Documentary Filmmaker & Primary Care Physician

Delaney Ruston is a filmmaker, Stanford trained physician and mother of two. Through her company, MyDoc Productions, Delaney has made award-winning feature documentaries such as Unlisted: A Story of Schizophrenia, about her father, and Hidden Pictures, about global mental health, which was filmed in China, India, France, South Africa and the US. These films have screened in multiple film festivals, aired on PBS and have been the focus of national advocacy campaigns. For example, Unlisted screened in communities throughout the US in partnership with the two largest grassroots mental health organizations and Hidden Pictures screened on World Mental Health Day by 141 international organizations in 2014.

Delaney has been invited to speak and screen these and other films to audiences in diverse settings around the world--such as at primary schools, conferences, medical centers, universities, the United Nations, the TEDx stage in Seattle and the World Health Organization.
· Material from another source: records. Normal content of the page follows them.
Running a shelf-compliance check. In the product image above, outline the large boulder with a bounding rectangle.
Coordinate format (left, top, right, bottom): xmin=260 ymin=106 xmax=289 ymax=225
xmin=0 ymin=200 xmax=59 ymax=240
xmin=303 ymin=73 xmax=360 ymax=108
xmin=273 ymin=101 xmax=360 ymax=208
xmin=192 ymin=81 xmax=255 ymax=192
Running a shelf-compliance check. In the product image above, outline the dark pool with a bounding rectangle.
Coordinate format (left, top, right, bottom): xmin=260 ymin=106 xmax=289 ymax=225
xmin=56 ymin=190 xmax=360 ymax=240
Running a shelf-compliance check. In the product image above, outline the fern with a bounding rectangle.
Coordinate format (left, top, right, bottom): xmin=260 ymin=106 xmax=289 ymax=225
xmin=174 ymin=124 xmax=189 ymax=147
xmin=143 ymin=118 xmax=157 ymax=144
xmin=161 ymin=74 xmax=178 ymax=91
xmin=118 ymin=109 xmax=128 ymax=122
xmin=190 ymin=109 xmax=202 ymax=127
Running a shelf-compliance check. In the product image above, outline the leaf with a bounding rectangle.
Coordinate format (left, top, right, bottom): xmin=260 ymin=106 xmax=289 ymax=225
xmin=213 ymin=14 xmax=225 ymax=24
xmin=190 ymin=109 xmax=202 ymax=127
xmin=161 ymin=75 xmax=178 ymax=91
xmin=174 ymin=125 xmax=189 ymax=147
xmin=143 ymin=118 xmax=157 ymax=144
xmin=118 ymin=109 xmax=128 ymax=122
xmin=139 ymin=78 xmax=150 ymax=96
For her work in using film in launching advocacy movements Delaney has won several awards.

Throughout her education at Cornell University, Stanford Medical School and the University of California, San Francisco (UCSF) for residency, Delaney studied many aspects of filmmaking, with a particular focus on film as a vehicle for social change. She made her first award-winning short film while doing her medical residency at UCSF. She completed a Fellowship in Ethics and Communication at UCSF and then went on to become faculty at the University of Washington in Seattle. She then completed a National Endowment for The Arts funded filmmaking program and later was awarded a Fulbright Scholarship to make films in India. Along with filmmaking, Ruston has spent over a decade providing primary care to the underserved. Recently she became the Filmmaker-in-Residence at the Center for Medical Humanities, Compassionate Care and Bioethics at Stony Brook Medicine, NY. 

Delaney decided to make Screenagers because she believes deeply in the importance of helping kids find balance in our tech filled world.  She is passionate about having the film be a vehicle to bring parents, educators and kids together for post screening discussions so change can happen not just in our homes but in our schools and communities. She loves engaging audiences in solution centered discussions and is excited that her daughter, Tessa, who is in the film, enjoys being a part of these discussions as well.